On Thu, May 23, 2019 at 09:34:37AM +0800, elaine.zhang wrote:
> hi, Heiko & Enric:
> 
> 在 2019/5/22 下午8:27, Heiko Stuebner 写道:
> >Hi Enric,
> >
> >Am Montag, 20. Mai 2019, 15:38:32 CEST schrieb Enric Balletbo Serra:
> >>Hi all,
> >>
> >>As pointed by [1] and [2] this commit, that now is upstream, breaks
> >>veyron (rk3288) and kevin (rk3399) boards. The problem is especially
> >>critical for veyron boards because they don't boot anymore.
> >>
> >>I didn't look deep at the problem but I have some concerns about this
> >>patch, see below.
> >>
> >>[1] https://www.spinics.net/lists/linux-rockchip/msg24657.html
> >>[2] https://www.spinics.net/lists/linux-rockchip/msg24735.html
> >>
> >>Missatge de Daniel Lezcano <daniel.lezcano@xxxxxxxxxx> del dia dt., 30
> >>d’abr. 2019 a les 15:39:
> >>>On 30/04/2019 12:09, Elaine Zhang wrote:
> >>>>Explicitly use the pinctrl to set/unset the right mode
> >>>>instead of relying on the pinctrl init mode.

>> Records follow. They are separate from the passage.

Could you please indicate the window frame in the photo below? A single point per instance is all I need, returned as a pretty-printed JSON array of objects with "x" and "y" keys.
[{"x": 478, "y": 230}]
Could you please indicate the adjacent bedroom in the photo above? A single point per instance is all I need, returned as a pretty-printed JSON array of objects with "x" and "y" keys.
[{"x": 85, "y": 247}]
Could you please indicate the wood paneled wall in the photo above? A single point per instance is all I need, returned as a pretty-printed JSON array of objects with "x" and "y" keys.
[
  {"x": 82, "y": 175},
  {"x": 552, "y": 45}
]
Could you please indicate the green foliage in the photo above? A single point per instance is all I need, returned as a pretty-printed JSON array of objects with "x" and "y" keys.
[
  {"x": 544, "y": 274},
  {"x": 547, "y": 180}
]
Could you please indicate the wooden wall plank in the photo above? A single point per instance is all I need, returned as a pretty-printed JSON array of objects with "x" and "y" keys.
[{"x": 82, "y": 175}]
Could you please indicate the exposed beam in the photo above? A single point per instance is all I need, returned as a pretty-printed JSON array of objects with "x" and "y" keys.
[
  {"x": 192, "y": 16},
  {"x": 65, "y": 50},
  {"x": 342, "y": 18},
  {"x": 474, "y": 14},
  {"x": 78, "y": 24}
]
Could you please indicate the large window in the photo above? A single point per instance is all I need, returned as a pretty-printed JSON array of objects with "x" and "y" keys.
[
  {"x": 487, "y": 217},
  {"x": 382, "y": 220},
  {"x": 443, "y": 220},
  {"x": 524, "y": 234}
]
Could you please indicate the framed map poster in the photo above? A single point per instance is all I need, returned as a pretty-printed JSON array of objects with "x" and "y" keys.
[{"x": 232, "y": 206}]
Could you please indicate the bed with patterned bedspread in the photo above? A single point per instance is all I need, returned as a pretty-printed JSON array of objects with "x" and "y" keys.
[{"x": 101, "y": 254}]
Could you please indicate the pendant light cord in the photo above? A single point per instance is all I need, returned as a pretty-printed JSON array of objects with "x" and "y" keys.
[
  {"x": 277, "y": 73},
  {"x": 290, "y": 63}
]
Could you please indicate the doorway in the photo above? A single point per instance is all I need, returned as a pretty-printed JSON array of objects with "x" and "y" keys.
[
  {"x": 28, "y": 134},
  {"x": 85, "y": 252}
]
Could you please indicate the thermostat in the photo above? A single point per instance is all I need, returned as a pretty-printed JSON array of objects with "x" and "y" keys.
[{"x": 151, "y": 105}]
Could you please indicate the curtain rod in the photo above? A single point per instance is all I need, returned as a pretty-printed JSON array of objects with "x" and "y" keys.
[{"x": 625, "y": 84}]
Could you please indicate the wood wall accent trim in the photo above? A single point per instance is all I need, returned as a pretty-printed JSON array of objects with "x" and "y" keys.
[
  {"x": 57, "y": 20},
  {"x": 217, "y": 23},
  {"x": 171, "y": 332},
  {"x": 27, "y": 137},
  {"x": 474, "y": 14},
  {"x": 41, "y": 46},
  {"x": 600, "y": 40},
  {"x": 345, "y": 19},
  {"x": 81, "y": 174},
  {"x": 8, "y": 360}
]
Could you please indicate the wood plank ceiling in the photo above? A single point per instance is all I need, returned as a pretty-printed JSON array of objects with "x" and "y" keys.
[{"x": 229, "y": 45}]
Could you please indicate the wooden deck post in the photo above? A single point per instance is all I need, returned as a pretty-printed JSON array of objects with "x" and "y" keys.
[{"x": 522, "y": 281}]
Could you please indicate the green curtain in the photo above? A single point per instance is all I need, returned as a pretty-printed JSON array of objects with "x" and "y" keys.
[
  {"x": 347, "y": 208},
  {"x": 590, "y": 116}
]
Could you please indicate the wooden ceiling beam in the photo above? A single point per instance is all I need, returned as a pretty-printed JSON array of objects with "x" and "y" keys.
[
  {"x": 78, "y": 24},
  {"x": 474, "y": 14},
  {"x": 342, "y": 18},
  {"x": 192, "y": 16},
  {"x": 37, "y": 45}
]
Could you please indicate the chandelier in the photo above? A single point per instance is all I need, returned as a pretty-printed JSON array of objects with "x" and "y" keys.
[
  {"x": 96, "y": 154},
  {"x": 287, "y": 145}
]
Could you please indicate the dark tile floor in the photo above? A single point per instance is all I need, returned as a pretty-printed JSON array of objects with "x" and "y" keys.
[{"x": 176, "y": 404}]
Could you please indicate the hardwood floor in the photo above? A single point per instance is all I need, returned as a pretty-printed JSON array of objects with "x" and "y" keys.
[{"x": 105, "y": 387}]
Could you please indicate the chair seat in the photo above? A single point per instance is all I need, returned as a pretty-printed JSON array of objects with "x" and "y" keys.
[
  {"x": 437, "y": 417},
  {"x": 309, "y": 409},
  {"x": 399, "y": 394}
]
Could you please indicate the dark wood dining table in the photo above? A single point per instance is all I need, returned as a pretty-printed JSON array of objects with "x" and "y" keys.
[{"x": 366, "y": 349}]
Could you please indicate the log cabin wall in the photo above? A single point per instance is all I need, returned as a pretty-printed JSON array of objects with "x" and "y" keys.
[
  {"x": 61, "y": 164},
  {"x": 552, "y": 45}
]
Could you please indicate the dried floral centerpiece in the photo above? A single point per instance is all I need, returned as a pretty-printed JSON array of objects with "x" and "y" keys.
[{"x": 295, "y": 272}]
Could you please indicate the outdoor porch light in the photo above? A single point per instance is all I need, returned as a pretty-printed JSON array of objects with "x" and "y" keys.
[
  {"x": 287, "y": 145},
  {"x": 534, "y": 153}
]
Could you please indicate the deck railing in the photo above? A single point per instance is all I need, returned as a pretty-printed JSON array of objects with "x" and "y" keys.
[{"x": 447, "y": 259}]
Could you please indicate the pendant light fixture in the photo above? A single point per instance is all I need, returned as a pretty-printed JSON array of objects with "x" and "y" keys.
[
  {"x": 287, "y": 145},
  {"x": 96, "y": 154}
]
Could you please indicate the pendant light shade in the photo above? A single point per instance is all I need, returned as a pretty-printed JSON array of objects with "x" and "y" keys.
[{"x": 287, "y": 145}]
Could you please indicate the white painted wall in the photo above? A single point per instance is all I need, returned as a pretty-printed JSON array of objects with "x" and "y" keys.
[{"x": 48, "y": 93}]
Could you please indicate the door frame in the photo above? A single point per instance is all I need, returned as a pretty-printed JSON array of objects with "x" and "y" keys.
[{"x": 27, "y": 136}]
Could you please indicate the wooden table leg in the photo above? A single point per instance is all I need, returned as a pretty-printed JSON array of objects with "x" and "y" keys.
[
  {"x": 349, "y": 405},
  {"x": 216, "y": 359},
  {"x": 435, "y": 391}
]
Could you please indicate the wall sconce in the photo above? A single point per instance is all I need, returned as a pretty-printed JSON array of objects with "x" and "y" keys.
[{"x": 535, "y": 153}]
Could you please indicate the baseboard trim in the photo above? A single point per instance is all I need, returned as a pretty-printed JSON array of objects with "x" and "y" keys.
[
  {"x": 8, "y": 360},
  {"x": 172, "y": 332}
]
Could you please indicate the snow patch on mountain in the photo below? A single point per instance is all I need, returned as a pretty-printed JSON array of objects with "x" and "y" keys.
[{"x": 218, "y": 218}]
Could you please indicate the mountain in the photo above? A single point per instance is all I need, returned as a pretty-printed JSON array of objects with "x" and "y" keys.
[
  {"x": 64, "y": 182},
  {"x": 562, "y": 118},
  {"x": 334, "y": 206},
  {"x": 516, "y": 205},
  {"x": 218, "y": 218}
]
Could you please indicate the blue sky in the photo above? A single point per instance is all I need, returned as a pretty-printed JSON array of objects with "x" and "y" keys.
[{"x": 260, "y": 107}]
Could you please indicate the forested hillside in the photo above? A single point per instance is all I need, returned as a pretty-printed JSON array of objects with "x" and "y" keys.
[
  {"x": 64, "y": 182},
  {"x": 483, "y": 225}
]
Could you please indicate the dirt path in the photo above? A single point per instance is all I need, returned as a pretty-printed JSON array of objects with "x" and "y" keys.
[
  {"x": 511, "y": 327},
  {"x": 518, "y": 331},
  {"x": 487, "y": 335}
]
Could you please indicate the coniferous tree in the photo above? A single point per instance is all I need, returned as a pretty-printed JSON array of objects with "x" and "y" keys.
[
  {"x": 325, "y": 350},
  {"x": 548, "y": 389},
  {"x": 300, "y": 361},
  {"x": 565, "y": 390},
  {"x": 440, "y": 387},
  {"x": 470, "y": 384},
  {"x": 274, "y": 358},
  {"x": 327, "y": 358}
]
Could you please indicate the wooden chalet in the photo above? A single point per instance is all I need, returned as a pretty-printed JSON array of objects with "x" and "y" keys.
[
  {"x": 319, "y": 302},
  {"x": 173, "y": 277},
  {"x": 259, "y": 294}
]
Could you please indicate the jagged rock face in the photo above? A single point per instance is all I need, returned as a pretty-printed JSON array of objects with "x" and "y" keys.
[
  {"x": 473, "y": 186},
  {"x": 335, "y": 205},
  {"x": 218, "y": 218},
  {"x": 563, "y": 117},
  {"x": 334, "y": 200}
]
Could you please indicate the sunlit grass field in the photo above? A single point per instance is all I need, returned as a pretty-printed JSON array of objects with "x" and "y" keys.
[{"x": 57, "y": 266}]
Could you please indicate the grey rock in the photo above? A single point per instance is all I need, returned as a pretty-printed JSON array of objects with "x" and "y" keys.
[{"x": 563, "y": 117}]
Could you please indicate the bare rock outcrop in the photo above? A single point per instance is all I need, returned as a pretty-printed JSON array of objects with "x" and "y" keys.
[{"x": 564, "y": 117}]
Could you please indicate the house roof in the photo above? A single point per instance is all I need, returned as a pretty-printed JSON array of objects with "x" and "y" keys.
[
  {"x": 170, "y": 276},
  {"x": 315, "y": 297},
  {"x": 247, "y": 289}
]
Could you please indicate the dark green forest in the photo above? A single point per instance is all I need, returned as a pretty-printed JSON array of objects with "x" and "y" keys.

> >>>>And it requires setting the tshut polarity before select pinctrl.
> >>>>
> >>>>When the temperature sensor mode is set to 0, it will automatically
> >>>>reset the board via the Clock-Reset-Unit (CRU) if the over temperature
> >>>>threshold is reached. However, when the pinctrl initializes, it does a
> >>>>transition to "otp_out" which may lead the SoC restart all the time.
> >>>>
> >>>>"otp_out" IO may be connected to the RESET circuit on the hardware.
> >>>>If the IO is in the wrong state, it will trigger RESET.
> >>>>(similar to the effect of pressing the RESET button)
> >>>>which will cause the soc to restart all the time.
> >>>>
> >>>>Signed-off-by: Elaine Zhang <zhangqing@xxxxxxxxxxxxxx>
> >>>Reviewed-by: Daniel Lezcano <daniel.lezcano@xxxxxxxxxx>
> >>>
> >>>
> >>>
> >>>>---
> >>>>  drivers/thermal/rockchip_thermal.c | 36 +++++++++++++++++++++++++++++++++---
> >>>>  1 file changed, 33 insertions(+), 3 deletions(-)
> >>>>
> >>>>diff --git a/drivers/thermal/rockchip_thermal.c b/drivers/thermal/rockchip_thermal.c
> >>>>index 9c7643d62ed7..6dc7fc516abf 100644
> >>>>--- a/drivers/thermal/rockchip_thermal.c
> >>>>+++ b/drivers/thermal/rockchip_thermal.c
> >>>>@@ -172,6 +172,9 @@ struct rockchip_thermal_data {
> >>>>       int tshut_temp;
> >>>>       enum tshut_mode tshut_mode;
> >>>>       enum tshut_polarity tshut_polarity;
> >>>>+     struct pinctrl *pinctrl;
> >>>>+     struct pinctrl_state *gpio_state;
> >>>>+     struct pinctrl_state *otp_state;
> >>>>  };
> >>>>
> >>>>  /**
> >>>>@@ -1242,6 +1245,8 @@ static int rockchip_thermal_probe(struct platform_device *pdev)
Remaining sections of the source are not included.